5. Apple Revenue Still Growing 21% YoY
Apple Inc (NASDAQ:AAPL) is always prepared for the holiday season. Every summer, it holds its WWDC event, where it announces all the latest releases for its iPhone, iPad, Mac, Beats by Dre, and other products. It keeps things going with a fall event that sparks sales in time for Black Friday and Cyber Monday.
In the holiday 2020 quarter, the company’s $111.4 billion revenue was a 21 percent increase from the same quarter in the prior year. And this year promises to be even better, as the company releases its latest iPhone that connects to satellite when cellular coverage is not possible.
And it’s not just hardware the company sells – this year, it introduced a News Partner Program to support journalism and expanded its Student IDs app support across the U.S. and Canada. It also pays a regular quarterly dividend that will total $0.88 this year.
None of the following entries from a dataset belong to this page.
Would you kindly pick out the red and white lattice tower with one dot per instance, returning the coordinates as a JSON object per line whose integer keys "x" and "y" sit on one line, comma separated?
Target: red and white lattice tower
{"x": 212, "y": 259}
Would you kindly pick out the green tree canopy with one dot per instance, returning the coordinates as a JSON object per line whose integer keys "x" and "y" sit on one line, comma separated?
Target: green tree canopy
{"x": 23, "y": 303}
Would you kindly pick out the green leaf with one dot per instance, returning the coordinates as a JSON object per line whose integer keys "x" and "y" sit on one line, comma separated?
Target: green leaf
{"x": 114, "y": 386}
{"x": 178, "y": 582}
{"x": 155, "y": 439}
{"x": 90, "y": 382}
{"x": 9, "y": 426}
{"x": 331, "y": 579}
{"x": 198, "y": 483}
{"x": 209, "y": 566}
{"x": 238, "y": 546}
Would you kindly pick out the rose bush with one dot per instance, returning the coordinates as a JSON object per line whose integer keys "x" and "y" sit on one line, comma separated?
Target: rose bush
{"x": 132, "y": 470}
Consumers should flock to the multi-trillion-dollar company’s latest releases, which include a new iPhone, Apple Watch, and AirPods.
6. Amazon: A $2 Trillion Giant?
Amazon.com, Inc. (NASDAQ:AMZN) is the trillion-dollar juggernaut in the room when it comes to holiday shopping. First, it dominated traditional brick-and-mortar retail, and then it shifted the biggest sales day of the year from Black Friday to its own Amazon Prime Day in July.
Still, it’s a dominating force during the holiday season too, increasing net sales by 44 percent to $125.6 billion in the fourth quarter of last year. This fueled the company’s $7.2 billion in net income for the quarter.
Analysts expect it will be another banner year for the e-commerce giant, which could well mushroom to $2 trillion market capitalization in the near future. This could finally push it above the technical ceiling where it struggled to break above over the past year and make it a holly jolly Christmas for investors.